Ingredients
- Servings: 14
- 1 1/2 cups graham cracker crumbs
- 1/4 cup sugar
- 1/3 cup butter, melted
- 3 (8 ounce) packages cream cheese, softened
- 1 cup packed brown sugar
- 1 (15 ounce) can solid pack pumpkin
- 2 tablespoons cornstarch
- 1 1/4 teaspoons ground cinnamon
- 1/2 teaspoon ground nutmeg
- 1 (5 ounce) can evaporated milk
- 2 eggs
- 2 cups sour cream
- 1/3 cup sugar
- 1 teaspoon vanilla extract
- 1 pinch ground cinnamon, or to taste
Recipe
-
Preparation Time: 10 mins
Cook Time: 1 hr 5 mins
- preheat oven to 350 degrees f (175 degrees c). lightly grease a 9-inch springform pan.
- combine graham cracker crumbs and 1/4 cup sugar in a bowl; stir in butter. press crust the bottom and 1 1/2-inches up the side of prepared springform pan.

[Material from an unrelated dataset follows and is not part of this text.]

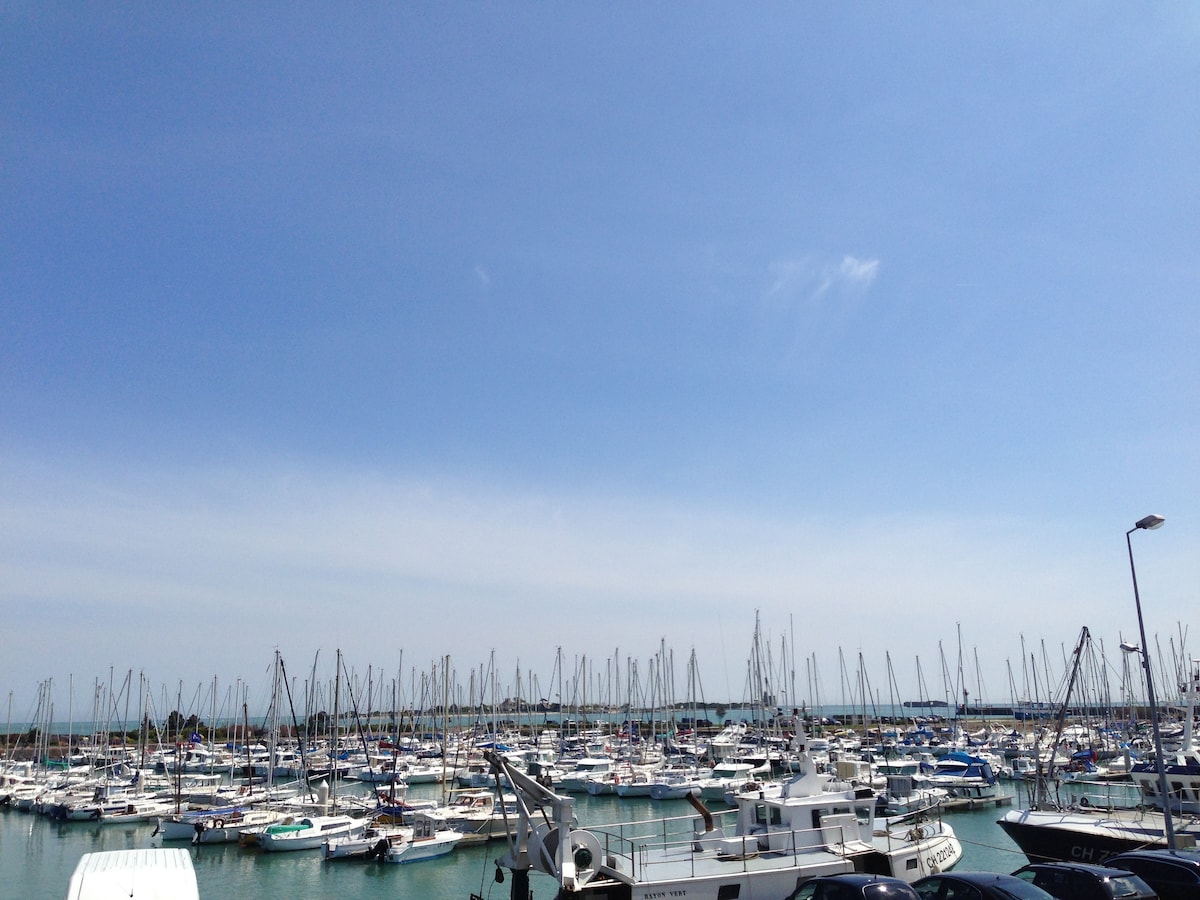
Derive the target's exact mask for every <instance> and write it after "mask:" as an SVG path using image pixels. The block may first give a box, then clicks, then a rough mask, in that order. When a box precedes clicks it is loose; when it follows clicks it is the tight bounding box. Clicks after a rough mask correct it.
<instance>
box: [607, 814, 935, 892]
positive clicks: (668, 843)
mask: <svg viewBox="0 0 1200 900" xmlns="http://www.w3.org/2000/svg"><path fill="white" fill-rule="evenodd" d="M733 814H734V811H730V812H720V814H714V818H716V817H730V816H732V815H733ZM847 820H848V821H844V820H841V817H829V818H828V820H827V821H826V822H823V823H822V826H821V827H818V828H811V829H790V828H782V829H780V828H776V829H767V828H763V829H762V830H751V832H750V833H746V834H730V835H727V836H716V833H709V834H697V833H696V830H695V822H696V818H695V817H694V816H682V817H676V818H667V820H647V821H644V822H624V823H619V824H613V826H589V827H588V828H587V830H588V832H590V833H592V834H593V835H594V836H595V838H596V839H599V841H600V846H601V851H602V859H604V860H605V864H606V865H607V866H608V868H611V869H614V870H617V871H620V872H623V874H625V875H628V876H629V877H631V878H635V880H643V881H653V880H654V878H655V875H654V871H655V870H659V871H664V870H667V869H670V872H671V877H679V876H680V875H683V874H686V875H688V876H689V877H694V876H695V875H696V871H695V866H696V862H697V860H700V859H713V858H715V859H719V860H720V862H722V863H725V864H727V865H728V866H730V870H731V871H732V870H734V869H737V868H740V870H742V871H745V870H748V869H749V868H750V863H751V860H755V859H760V858H763V857H767V858H770V859H774V860H776V863H778V865H779V866H780V868H786V866H790V865H794V864H796V862H797V859H798V858H802V857H803V854H805V853H810V852H815V851H821V850H824V851H828V852H833V853H838V854H846V853H857V852H860V851H862V827H860V822H859V821H858V820H856V818H854V817H853V816H852V815H850V816H848V817H847ZM935 832H936V826H935V827H929V826H920V824H917V826H913V828H912V829H910V830H906V832H905V833H904V835H898V834H888V844H889V845H890V844H892V842H893V841H895V842H896V844H898V845H899V844H906V842H911V841H913V840H918V839H922V838H929V836H932V834H934V833H935ZM889 848H890V846H889ZM683 865H686V866H688V870H686V872H680V866H683Z"/></svg>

- bake in preheated oven until set and lightly browned, 5 to 7 minutes. cool for 10 minutes.
- meanwhile, beat cream cheese and brown sugar in a large bowl until smooth. stir pumpkin, cornstarch, 1 1/4 teaspoons cinnamon, and nutmeg into cream cheese mixture. gradually beat in evaporated milk and eggs until just blended; pour into crust. place pan on a baking sheet.
- bake in preheated oven until center is almost set, 55 to 60 minutes.
- combine sour cream, 1/3 cup sugar, and vanilla extract in a small bowl. spread sour cream topping over cheesecake and bake 5 minutes longer. cool on wire rack for 10 minutes, then carefully run a knife around edge of pan to loosen; cool 1 hour then refrigerate overnight.
- remove sides of pan; let stand at room temperature 30 minutes before slicing. sprinkle with cinnamon.